If I’m ever pregnant, though the chances of that are plummeting by the hour, I imagine I’ll have the unenviable “I sat on an air hose” look that my sister had when she was percolating the triplets. There was no glow. There was acne. Stretch marks that made her look as if she’d been mauled by a Bengal tiger. She gnashed on Tums and burped constantly, but in true Rachel fashion, my sister never complained.
Ana-Sofia glows. Her perfect olive skin is without a blemish or, indeed, a visible pore. Her boobs look fantastic, and though she is eight and a half months pregnant, her baby bump is modest and perfectly round. She has no cankles. Life is so unfair.
“We just found out that our daughter’s classmate is her half brother,” says the taller woman in Lesbian Couple #1. One of them just became a partner in Owen’s practice, but I don’t remember her name. “Imagine if we hadn’t known that! She could’ve ended up dating her half brother! Marrying him! The fertility clinic gave out fourteen samples of that donor’s sperm. We’re filing a lawsuit.”
“It’s better than adopting,” says another woman. “My sister? She and her husband had to give back their son the fourth time he set fire to the living room.”
“That’s not so bad. My cousin adopted, and then the birth mother came out of rehab and the judge gave her custody of the baby. After two years, mind you.”
On the other side of the circle, there seems to be a heated debate over whose labor and delivery was most grueling. “I almost died,” one woman says proudly. “I looked at my husband and told him I loved him, and the next thing I knew, the crash cart was there...”
“I was in labor for three days,” another states. “I was like a wild animal, clawing at the sheets.”
“Emergency cesarean eight weeks early, no anesthesia,” someone else says proudly. “My daughter weighed two pounds. NICU, fifty-seven days.”

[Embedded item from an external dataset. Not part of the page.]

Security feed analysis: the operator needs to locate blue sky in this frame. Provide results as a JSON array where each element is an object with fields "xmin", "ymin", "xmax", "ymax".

And we have a winner! The other mothers shoot her resentful looks. Talk turns to food allergies, vaccines, family beds and the sad dearth of gifted and talented programs for preschoolers.
“This is fun,” I murmur to Ana-Sofia.
“Oh, yes,” she says. Irony is not one of her skills. “I’m so glad you are here, Jenny. Thank you for giving up your afternoon! You must be very busy with the move.”
“You’re moving?” one of her extremely beautiful and well-educated friends asks. “Where?”
“Cambry-on-Hudson,” I answer. “I grew up there. My sister and her family are—”
“Oh, my God, you’re leaving Manhattan? Will you have to get a car? Are there any restaurants there? I couldn’t live without Zenyasa Yoga.”
“You still go to Zenyasa?” someone says. “I’ve moved on. It’s Bikram Hot for me. I saw Neil Patrick Harris there last week.”
“I don’t do yoga anymore,” a blonde woman says, studying a raspberry. “I joined a trampoline studio over on Amsterdam. Sarah Jessica Parker told me about it.”
“What about brunch?” someone asks me, her brow wrinkling in concern. “What will you do for brunch if you leave the city?”
“I think brunch is illegal outside Manhattan,” I answer gravely. No one laughs. They may think I’m telling the truth.